11:38 Et nous avons aussi vu qu'aucune sorte d'organisation, qu'elle soit de gauche, de droite, ou du centre, ou communiste, socialiste, qu'aucune organisation quelle qu'elle soit ne va sauver l'homme. N'est-ce pas? J'espère que vous verrez cela. Même de petites communautés ne vont pas sauver l'homme, car c'est un problème mondial, un problème global, et il doit être traité globalement, avec un esprit global, pas avec un petit esprit sectaire, paroissial, étroit.
12:30 Donc les organisations ont échoué. Les institutions ont échoué. Les gourous qui se multiplient comme autant de - comment dire - de champignons, partout dans le monde, eux non plus ne vont pas sauver l'homme. Au contraire, ils créent leur propre petit tourbillon, leur petit bruit, vous savez bien ce qu'ils font, inutile de vous parler de tout cela. Alors, qu'est-ce qui va sauver l'homme, car actuellement, en observant ce qui se passe dans le monde, la préparation de la guerre - 400 milliards de dollars sont dépensés en armements chaque année par l'ensemble des gouvernements. Mis ensemble, tous les gouvernements dépensent 400 milliards de dollars chaque année. C'est totalement dément. N'est-ce pas?
13:54 Alors, au vu de tout cela, que doit faire l'homme? Vous comprenez ma question? Que devez-vous faire? Par où allons-nous commencer la réforme de l'homme? Nous avons tout essayé pour résoudre ces problèmes. Nous avons eu des principes, des idéaux extraordinaires, de grandes théories, des volumes de livres sacrés - dits sacrés, aucun livre n'est sacré, pas même la Gita, les Upanishads, la Bible, ni même le Coran.
14:55 Nous avons donc tout essayé pour résoudre nos problèmes, les maoïstes en Chine, Lénine et son groupe en Russie, les capitalistes, les socialistes, les libéraux, nous avons tout essayé. Donc au vu de tout cela, de toutes leurs divisions et fragmentations, leur confusion, chaque être humain s'opposant à un autre être humain, un gourou s'opposant à un autre gourou, mon gourou est meilleur que le vôtre, il est plus pacifique, lui, il sait, et vous ne savez pas, etc. J'espère que vous réalisez la gravité de tout ceci.

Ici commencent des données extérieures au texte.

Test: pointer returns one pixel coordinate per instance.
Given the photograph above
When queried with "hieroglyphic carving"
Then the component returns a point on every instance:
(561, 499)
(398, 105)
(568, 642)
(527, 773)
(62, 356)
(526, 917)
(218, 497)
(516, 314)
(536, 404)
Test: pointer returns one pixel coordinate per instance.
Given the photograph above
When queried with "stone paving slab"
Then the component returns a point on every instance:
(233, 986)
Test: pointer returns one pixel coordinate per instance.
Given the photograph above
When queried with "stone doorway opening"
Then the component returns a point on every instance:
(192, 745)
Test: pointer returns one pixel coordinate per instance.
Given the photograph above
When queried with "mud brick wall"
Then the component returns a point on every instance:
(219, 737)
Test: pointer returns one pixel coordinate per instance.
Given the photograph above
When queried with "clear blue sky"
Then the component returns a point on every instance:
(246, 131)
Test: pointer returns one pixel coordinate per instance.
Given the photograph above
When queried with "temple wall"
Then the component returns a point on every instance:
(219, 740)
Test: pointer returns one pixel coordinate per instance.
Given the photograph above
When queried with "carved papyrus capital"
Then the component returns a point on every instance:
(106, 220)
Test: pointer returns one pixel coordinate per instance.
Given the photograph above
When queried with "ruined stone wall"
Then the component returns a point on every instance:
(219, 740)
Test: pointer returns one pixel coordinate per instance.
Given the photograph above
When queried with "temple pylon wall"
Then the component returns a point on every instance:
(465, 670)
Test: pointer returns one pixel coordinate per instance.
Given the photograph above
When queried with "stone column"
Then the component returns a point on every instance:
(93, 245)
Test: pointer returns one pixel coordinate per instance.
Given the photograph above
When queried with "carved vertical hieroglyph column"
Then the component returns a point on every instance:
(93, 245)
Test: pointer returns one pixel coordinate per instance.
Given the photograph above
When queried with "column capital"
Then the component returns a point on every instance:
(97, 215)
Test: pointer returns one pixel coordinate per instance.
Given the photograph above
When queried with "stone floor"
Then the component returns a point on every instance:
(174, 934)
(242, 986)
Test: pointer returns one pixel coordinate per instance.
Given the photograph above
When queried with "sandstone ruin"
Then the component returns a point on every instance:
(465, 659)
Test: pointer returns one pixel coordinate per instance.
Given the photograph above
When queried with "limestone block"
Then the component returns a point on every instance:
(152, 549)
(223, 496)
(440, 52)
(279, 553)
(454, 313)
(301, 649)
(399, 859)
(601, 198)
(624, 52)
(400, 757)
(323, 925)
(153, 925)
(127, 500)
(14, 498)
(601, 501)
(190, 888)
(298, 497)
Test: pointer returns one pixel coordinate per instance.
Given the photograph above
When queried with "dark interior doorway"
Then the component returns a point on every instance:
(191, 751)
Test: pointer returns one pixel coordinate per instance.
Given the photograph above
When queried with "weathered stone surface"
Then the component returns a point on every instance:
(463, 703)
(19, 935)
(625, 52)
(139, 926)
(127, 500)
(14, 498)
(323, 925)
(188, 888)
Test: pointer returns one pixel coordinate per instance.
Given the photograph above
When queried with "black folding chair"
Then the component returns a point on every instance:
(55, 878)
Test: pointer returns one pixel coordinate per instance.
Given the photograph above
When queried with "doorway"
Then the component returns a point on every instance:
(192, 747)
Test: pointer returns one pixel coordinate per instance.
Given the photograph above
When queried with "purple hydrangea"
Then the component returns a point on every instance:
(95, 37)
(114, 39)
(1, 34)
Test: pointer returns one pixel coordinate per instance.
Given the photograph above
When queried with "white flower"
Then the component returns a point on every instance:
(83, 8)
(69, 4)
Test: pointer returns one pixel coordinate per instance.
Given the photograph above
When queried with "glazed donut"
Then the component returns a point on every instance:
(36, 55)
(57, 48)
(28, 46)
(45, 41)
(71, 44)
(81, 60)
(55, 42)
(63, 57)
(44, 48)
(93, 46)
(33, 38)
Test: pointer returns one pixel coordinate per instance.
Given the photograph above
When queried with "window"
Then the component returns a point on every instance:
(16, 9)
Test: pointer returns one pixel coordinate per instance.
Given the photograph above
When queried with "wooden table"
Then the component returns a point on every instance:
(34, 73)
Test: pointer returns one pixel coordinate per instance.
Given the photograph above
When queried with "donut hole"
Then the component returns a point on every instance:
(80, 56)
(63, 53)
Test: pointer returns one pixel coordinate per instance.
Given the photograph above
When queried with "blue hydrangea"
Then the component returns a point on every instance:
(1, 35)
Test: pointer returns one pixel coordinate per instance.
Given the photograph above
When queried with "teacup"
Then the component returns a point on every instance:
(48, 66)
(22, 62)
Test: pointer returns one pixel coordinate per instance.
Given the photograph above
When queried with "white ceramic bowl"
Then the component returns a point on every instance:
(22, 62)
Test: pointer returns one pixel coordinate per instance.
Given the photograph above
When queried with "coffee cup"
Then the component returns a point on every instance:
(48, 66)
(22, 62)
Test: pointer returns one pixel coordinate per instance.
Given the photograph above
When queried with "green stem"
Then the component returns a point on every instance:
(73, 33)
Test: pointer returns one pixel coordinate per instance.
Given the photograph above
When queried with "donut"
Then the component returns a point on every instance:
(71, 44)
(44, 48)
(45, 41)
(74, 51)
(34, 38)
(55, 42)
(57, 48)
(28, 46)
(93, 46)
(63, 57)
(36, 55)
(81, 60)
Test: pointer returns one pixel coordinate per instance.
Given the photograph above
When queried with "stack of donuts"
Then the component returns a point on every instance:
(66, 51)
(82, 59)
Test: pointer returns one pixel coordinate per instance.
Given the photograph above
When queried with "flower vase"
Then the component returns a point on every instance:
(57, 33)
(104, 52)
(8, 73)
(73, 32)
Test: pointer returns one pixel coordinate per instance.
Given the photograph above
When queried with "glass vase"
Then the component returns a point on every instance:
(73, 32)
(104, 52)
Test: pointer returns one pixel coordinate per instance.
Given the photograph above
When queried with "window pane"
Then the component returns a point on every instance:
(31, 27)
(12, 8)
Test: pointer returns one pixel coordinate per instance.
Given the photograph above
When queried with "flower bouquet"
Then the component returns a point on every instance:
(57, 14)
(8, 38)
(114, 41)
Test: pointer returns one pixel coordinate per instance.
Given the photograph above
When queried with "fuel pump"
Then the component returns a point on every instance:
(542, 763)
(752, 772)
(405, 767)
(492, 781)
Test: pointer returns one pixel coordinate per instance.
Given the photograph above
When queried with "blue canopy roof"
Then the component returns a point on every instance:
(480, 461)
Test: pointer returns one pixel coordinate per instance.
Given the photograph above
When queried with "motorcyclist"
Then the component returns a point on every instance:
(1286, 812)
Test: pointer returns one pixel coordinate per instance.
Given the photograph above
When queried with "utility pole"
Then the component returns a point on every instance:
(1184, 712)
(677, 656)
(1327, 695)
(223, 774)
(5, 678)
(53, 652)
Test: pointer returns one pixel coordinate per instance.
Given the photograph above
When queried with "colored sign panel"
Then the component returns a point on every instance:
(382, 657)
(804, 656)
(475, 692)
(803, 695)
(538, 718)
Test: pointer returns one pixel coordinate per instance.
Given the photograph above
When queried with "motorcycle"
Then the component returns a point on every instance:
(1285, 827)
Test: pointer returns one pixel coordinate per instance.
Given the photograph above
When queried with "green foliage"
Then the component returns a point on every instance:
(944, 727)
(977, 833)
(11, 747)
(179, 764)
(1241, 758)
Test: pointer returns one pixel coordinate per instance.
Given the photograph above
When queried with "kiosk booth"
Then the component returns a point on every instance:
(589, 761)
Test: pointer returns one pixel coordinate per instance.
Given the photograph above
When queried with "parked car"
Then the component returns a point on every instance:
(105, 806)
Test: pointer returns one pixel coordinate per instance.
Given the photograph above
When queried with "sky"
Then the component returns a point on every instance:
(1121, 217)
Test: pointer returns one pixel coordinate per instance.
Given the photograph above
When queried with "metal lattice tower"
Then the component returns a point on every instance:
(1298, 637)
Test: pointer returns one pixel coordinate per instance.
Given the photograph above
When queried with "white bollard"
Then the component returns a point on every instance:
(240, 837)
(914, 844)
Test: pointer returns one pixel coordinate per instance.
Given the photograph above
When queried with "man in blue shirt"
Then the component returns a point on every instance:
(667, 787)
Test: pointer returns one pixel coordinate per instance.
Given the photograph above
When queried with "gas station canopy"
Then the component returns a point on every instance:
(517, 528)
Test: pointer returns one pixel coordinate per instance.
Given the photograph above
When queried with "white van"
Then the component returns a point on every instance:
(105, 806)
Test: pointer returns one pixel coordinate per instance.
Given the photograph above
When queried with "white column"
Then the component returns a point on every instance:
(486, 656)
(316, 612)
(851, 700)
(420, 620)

16:05 Ceci n'est donc pas une réunion d'un soir, à laquelle vous assistez nonchalamment, puis oubliez. Nous sommes rassemblés dans un but sérieux. Et la qualité de ce sérieux dépend de vous, puisque vous êtes mis au défi : ou vous acceptez ce défi ou vous ne faites que passer. Diverses cultures ont échoué, y compris celle de ce pays. Alors, quand vous observez tous ces signes extérieurs de violence, le terrorisme, la brutalité, l'énorme cruauté et la torture, les politiciens se battant pour le pouvoir, quand vous voyez tout ceci vous êtes face au défi : que doit faire un être humain? Que devez-vous faire? Par où commencerez-vous? Car l'homme, les êtres humains comme vous et moi, sont confrontés à une grande crise de l'humanité. Je ne sais pas si vous vous en rendez compte. Et nous devons répondre à cette crise, qui est un défi, avec justesse.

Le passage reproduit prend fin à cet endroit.